Maybe that confusion is because we expect competitors to voice high-volume fighting words or rote claims of best-ever training camps—not subdued sarcasm (or, more recently, product placement for Halo 5 in the guise of social-media provocations). But when plenty of built-in caveats and a semi-absolved champion on the periphery make for a fight with easily misinterpreted stakes, an easily misinterpreted tenor to the build-up fits right in.

Let's review. Cormier is the champion and UFC 192 marks his first title defense since beating Anthony Johnson last May, but it's still just one fight and nine months removed from Cormier's own sound defeat to Jon Jones, the embattled 205-pound overlord. Gustafsson is ranked second in his division and is still earning dividends from that questionable loss to Jones in 2013, but he was KO'd by Johnson in January. Now, Gustafsson joins the rarified class of fighters who get title shots immediately after losses—a class that, incidentally, includes Cormier.

Then there was this week's announcement that Jones would sidestep jail time for community service and 18 months probation, presumably lighting the way for a return to the Octagon. And with a bang of the gavel, a fight for an undisputed championship had never felt more interim, and Cormier-Gustafsson became another part of the preface to Jones's next act.

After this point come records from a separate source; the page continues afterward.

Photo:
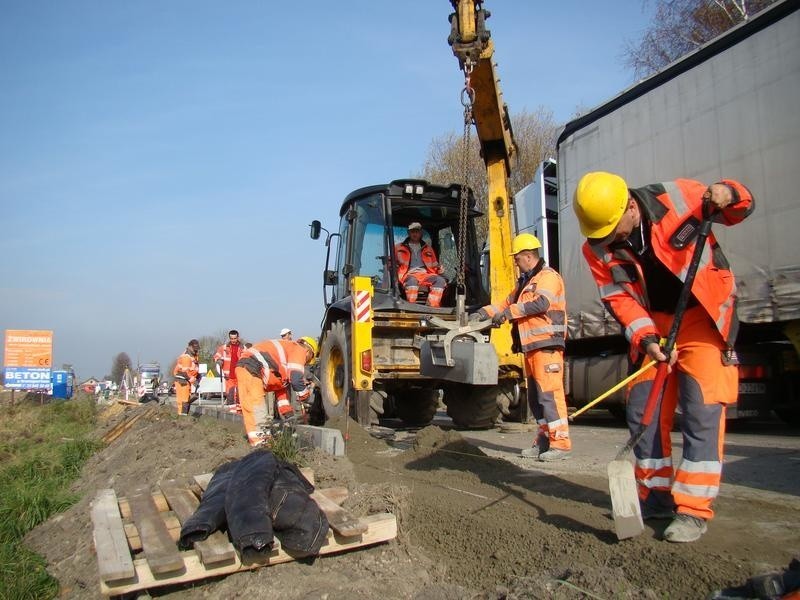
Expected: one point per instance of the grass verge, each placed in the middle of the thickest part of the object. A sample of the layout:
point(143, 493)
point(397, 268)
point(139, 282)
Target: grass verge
point(42, 450)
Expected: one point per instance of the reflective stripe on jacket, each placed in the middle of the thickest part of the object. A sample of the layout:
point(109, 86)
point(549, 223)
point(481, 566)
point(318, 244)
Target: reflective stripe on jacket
point(186, 366)
point(287, 355)
point(403, 253)
point(537, 309)
point(672, 208)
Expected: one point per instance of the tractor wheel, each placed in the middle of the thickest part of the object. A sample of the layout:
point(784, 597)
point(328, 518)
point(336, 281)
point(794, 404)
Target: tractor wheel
point(335, 376)
point(416, 406)
point(472, 406)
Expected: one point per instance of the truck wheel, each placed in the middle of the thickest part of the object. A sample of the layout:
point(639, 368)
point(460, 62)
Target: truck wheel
point(335, 377)
point(472, 406)
point(416, 406)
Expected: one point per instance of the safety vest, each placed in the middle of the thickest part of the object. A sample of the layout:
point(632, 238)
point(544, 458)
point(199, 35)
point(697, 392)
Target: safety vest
point(186, 367)
point(223, 353)
point(286, 359)
point(674, 211)
point(538, 308)
point(403, 253)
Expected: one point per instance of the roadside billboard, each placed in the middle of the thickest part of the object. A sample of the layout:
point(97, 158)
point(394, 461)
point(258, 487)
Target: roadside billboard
point(28, 358)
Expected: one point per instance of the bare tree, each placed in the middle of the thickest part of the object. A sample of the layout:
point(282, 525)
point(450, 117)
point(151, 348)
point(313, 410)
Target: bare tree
point(680, 26)
point(121, 362)
point(535, 135)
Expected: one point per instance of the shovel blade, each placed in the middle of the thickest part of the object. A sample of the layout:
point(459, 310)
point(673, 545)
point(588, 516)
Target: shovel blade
point(624, 499)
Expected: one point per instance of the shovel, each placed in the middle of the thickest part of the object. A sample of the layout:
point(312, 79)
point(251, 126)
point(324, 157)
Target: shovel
point(621, 479)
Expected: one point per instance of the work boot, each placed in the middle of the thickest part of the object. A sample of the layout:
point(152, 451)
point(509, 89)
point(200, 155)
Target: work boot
point(553, 454)
point(685, 528)
point(650, 511)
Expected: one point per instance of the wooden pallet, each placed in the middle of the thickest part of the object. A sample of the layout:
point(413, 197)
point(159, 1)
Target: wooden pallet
point(136, 537)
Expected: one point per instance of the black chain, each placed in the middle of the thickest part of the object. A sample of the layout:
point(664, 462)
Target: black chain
point(467, 100)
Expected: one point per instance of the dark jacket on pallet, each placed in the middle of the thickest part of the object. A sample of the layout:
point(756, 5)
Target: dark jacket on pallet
point(257, 495)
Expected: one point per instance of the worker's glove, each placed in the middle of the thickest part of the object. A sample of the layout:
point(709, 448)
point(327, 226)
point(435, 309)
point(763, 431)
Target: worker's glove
point(499, 318)
point(478, 315)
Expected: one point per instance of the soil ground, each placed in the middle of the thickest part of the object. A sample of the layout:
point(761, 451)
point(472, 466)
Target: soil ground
point(470, 525)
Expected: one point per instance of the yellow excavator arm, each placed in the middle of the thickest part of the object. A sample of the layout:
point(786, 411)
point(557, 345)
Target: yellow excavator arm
point(472, 45)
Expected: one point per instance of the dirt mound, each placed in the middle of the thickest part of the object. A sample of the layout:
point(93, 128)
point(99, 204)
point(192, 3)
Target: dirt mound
point(470, 526)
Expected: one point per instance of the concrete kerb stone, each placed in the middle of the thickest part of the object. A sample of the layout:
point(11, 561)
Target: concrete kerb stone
point(325, 438)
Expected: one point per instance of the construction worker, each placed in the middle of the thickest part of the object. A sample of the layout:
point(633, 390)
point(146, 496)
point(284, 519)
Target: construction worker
point(272, 366)
point(225, 356)
point(639, 245)
point(186, 374)
point(417, 266)
point(537, 310)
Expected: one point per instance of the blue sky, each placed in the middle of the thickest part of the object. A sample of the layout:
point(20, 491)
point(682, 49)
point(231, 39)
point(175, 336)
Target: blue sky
point(160, 161)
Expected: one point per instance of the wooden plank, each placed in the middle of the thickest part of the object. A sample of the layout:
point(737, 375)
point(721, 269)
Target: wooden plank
point(182, 501)
point(340, 520)
point(161, 504)
point(159, 549)
point(113, 557)
point(170, 520)
point(381, 528)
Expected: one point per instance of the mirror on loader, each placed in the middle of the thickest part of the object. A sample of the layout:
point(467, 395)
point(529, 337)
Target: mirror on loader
point(316, 228)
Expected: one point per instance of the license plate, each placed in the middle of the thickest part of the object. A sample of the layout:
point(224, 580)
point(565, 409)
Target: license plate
point(749, 387)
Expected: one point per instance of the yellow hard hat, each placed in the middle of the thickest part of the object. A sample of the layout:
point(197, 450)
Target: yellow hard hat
point(525, 241)
point(311, 343)
point(599, 202)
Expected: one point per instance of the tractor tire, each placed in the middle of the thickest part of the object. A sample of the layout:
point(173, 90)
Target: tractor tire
point(472, 406)
point(336, 383)
point(416, 406)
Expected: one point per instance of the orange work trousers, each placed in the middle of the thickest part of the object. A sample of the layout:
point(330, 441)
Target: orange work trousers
point(545, 369)
point(256, 413)
point(702, 383)
point(183, 391)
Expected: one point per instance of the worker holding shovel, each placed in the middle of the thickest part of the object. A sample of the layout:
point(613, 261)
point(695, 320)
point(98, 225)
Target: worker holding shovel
point(641, 250)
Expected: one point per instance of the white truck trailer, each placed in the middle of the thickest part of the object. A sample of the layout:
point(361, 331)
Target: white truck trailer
point(731, 109)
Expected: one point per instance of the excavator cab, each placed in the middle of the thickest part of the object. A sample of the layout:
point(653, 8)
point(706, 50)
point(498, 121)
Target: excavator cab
point(375, 219)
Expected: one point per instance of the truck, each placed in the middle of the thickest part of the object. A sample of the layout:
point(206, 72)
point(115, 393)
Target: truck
point(381, 355)
point(727, 110)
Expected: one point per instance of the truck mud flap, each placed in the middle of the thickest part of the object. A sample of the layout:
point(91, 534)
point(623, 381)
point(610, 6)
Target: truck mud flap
point(473, 363)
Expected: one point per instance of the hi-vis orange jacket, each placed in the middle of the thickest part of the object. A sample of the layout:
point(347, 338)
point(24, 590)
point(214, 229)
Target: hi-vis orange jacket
point(674, 211)
point(286, 359)
point(403, 253)
point(186, 367)
point(537, 309)
point(224, 353)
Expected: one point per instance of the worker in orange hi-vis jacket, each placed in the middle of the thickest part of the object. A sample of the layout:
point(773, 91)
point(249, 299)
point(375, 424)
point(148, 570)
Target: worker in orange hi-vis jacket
point(417, 266)
point(226, 357)
point(186, 373)
point(640, 242)
point(272, 366)
point(537, 309)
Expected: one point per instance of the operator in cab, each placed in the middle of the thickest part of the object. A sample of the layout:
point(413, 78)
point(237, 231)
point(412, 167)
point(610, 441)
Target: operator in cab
point(417, 265)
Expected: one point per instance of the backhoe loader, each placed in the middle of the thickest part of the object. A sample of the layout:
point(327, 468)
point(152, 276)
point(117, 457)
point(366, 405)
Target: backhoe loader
point(383, 356)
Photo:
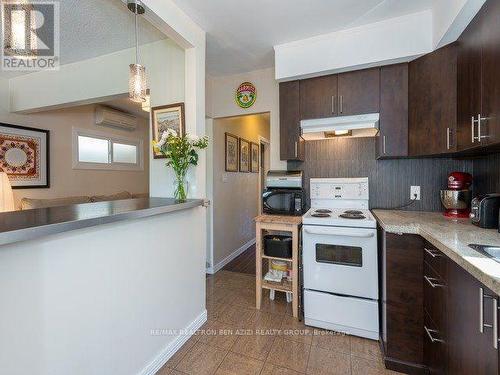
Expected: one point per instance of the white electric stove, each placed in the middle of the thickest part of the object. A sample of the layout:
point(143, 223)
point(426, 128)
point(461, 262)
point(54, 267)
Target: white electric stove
point(340, 258)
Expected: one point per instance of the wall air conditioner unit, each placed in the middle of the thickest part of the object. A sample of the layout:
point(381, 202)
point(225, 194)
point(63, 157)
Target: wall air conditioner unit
point(105, 116)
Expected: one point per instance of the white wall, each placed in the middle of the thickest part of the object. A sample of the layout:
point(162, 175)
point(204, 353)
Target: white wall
point(220, 97)
point(66, 181)
point(235, 194)
point(85, 301)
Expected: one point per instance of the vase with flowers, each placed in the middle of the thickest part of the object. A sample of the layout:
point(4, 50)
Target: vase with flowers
point(181, 152)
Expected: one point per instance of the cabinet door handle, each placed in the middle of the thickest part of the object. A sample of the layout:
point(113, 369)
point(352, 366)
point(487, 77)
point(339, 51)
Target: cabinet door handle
point(430, 332)
point(495, 323)
point(432, 282)
point(479, 127)
point(473, 130)
point(482, 324)
point(432, 253)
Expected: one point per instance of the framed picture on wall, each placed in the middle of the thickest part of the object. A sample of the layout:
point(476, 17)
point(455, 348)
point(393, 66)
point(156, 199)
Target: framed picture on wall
point(254, 157)
point(24, 156)
point(166, 117)
point(231, 151)
point(244, 155)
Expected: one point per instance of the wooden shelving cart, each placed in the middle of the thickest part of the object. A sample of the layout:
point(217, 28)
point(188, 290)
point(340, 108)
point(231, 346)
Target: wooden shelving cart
point(278, 223)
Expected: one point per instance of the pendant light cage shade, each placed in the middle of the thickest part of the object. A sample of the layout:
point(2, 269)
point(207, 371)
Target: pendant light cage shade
point(138, 83)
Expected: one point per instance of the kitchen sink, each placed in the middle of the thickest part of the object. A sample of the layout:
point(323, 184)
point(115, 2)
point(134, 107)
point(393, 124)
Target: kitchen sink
point(490, 251)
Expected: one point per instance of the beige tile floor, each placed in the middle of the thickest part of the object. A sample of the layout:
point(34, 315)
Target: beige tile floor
point(238, 339)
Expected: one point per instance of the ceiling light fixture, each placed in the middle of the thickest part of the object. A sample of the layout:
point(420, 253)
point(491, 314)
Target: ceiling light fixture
point(137, 80)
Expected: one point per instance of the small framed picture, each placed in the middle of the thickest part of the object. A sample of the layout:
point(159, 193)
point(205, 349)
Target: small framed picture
point(254, 157)
point(24, 156)
point(231, 150)
point(165, 117)
point(244, 155)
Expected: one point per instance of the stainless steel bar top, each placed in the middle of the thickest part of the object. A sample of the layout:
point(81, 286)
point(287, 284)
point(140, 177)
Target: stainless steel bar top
point(26, 225)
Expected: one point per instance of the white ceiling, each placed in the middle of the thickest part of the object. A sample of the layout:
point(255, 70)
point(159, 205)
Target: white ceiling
point(91, 28)
point(241, 34)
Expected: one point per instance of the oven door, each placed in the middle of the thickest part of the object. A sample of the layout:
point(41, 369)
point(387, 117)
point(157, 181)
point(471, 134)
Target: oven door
point(340, 260)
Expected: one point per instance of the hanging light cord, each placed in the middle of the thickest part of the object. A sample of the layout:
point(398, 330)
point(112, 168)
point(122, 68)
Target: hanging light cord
point(136, 38)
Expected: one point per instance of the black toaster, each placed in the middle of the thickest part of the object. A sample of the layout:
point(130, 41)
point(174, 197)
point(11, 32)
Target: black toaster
point(485, 211)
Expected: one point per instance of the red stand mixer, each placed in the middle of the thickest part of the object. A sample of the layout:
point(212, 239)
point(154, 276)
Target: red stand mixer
point(457, 198)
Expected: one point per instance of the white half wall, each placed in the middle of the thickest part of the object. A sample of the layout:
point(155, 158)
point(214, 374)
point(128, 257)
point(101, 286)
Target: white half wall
point(389, 41)
point(221, 103)
point(85, 301)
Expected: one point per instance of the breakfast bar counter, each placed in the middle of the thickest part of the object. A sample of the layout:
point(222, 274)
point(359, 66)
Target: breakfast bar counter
point(452, 237)
point(30, 224)
point(83, 286)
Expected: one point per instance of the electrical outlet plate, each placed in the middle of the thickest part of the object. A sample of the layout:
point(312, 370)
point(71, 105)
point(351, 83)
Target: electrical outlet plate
point(415, 190)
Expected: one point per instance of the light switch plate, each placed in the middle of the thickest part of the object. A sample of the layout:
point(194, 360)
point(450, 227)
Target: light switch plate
point(415, 190)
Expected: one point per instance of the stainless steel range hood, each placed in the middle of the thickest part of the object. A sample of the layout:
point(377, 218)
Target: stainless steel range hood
point(342, 126)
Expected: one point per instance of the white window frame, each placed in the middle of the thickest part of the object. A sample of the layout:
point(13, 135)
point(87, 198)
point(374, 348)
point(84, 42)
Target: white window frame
point(111, 166)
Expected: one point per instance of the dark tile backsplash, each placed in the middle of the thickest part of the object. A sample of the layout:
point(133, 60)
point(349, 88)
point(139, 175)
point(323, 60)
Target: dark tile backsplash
point(487, 174)
point(390, 180)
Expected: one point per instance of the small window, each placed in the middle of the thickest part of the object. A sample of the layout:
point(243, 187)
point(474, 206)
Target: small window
point(124, 153)
point(95, 150)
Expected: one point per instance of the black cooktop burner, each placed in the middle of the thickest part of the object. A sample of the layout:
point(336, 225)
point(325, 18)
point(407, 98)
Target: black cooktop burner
point(352, 216)
point(319, 214)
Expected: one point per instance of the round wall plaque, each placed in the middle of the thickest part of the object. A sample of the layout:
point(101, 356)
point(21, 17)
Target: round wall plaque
point(246, 95)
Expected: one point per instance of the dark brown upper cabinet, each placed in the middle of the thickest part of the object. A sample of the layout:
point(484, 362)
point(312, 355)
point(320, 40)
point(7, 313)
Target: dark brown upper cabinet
point(479, 80)
point(393, 138)
point(433, 102)
point(291, 142)
point(490, 71)
point(343, 94)
point(359, 92)
point(318, 97)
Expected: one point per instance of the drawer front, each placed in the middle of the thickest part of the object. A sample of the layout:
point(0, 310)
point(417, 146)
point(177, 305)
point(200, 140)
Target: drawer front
point(435, 290)
point(436, 259)
point(435, 347)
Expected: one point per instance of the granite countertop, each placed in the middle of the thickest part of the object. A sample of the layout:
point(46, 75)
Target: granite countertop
point(452, 237)
point(30, 224)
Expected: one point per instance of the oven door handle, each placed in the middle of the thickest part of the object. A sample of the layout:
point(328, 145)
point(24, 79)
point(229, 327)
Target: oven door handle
point(339, 232)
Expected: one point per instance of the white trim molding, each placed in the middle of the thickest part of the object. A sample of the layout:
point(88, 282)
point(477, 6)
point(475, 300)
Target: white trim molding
point(230, 257)
point(159, 361)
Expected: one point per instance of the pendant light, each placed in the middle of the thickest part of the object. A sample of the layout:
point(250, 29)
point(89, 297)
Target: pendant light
point(137, 80)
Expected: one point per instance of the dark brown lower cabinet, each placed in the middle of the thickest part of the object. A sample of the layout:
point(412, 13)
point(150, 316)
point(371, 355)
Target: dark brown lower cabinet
point(435, 317)
point(470, 351)
point(435, 329)
point(402, 302)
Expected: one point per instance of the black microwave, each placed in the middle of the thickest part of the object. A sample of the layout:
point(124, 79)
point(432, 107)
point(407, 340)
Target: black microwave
point(283, 201)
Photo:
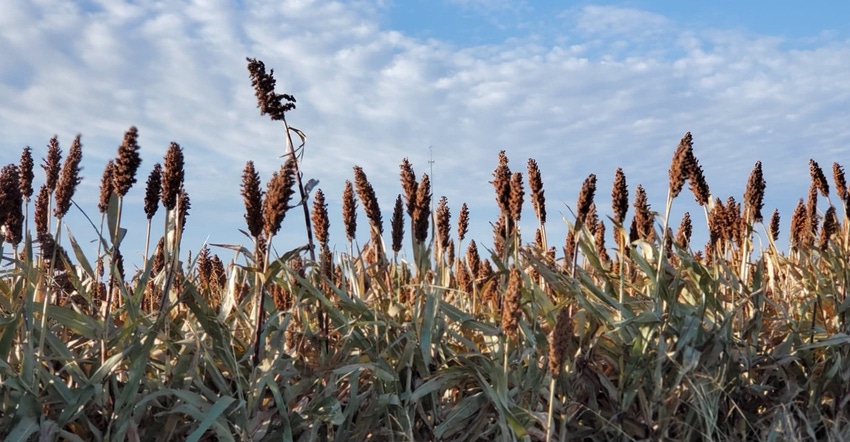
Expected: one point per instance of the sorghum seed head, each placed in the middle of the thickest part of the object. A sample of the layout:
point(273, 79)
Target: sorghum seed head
point(398, 224)
point(153, 190)
point(535, 183)
point(172, 176)
point(369, 200)
point(127, 163)
point(679, 167)
point(443, 221)
point(463, 222)
point(69, 179)
point(26, 173)
point(106, 187)
point(620, 197)
point(818, 178)
point(349, 211)
point(754, 195)
point(52, 164)
point(268, 100)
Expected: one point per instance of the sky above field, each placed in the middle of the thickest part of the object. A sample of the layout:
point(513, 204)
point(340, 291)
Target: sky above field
point(582, 87)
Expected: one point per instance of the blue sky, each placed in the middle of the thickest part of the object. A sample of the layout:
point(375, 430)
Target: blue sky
point(582, 87)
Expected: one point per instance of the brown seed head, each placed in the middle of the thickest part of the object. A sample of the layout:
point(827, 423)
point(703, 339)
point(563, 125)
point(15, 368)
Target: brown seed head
point(473, 260)
point(463, 222)
point(599, 237)
point(11, 203)
point(561, 338)
point(643, 218)
point(423, 209)
point(69, 179)
point(321, 221)
point(535, 183)
point(153, 190)
point(369, 200)
point(502, 183)
point(172, 176)
point(830, 226)
point(27, 176)
point(52, 164)
point(774, 225)
point(409, 185)
point(683, 234)
point(517, 194)
point(42, 204)
point(349, 211)
point(812, 208)
point(398, 224)
point(277, 198)
point(754, 195)
point(127, 163)
point(268, 100)
point(443, 222)
point(840, 182)
point(697, 183)
point(799, 225)
point(570, 248)
point(252, 195)
point(185, 205)
point(818, 178)
point(620, 197)
point(681, 164)
point(106, 188)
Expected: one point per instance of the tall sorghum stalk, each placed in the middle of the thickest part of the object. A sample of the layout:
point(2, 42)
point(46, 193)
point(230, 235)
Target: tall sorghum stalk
point(153, 191)
point(65, 185)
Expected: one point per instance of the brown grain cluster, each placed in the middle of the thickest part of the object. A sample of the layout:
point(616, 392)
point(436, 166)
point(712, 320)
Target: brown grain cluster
point(561, 338)
point(127, 163)
point(463, 222)
point(106, 187)
point(369, 200)
point(642, 227)
point(535, 184)
point(153, 190)
point(68, 179)
point(11, 203)
point(620, 197)
point(681, 165)
point(349, 211)
point(277, 198)
point(422, 215)
point(397, 224)
point(52, 164)
point(26, 167)
point(585, 200)
point(172, 176)
point(683, 233)
point(442, 217)
point(754, 194)
point(270, 103)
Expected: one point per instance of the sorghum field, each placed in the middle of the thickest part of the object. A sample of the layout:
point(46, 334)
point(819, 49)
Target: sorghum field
point(648, 337)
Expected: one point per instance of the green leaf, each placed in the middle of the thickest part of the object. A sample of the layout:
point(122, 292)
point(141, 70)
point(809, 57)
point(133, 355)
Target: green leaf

Yet it's still a meaningful fight. One of the causalities of Jones's dominance—after four post-Liddell years of the belt changing owners at high speed—is that we lose perspective on how good you have to be just to fight him. Save for Johnson, who was still battling the scale while Jones ran through the division, every one of the UFC's top five light heavyweights has lost to Jones, and it's not a wasteland of no-talent scrubs. Cormier is 16-1, with most of those wins coming against elite heavyweights like Josh Barnett and Frank Mir. Gustafsson is 16-3 overall with 8-3 in the UFC, and while his strength of schedule doesn't erase the awkwardness of giving a losing fighter a title shot, it goes a long way toward explaining why he deserves to be opposite Cormier, Jimi Manuwa jokes aside. Of course, with Jones on the sidelines, there's no way a champion who hasn't beaten him could be undisputed. But the winner of UFC 192's main event—whoever it is—is automatically the most credible challenger upon Jones's return.

It's easy to misread the stakes of the fight and the worth of its fighters, just as it was easy to misread the snarky back and forth between Cormier and Gustafsson. In both cases, the meaning goes beneath what's on the surface.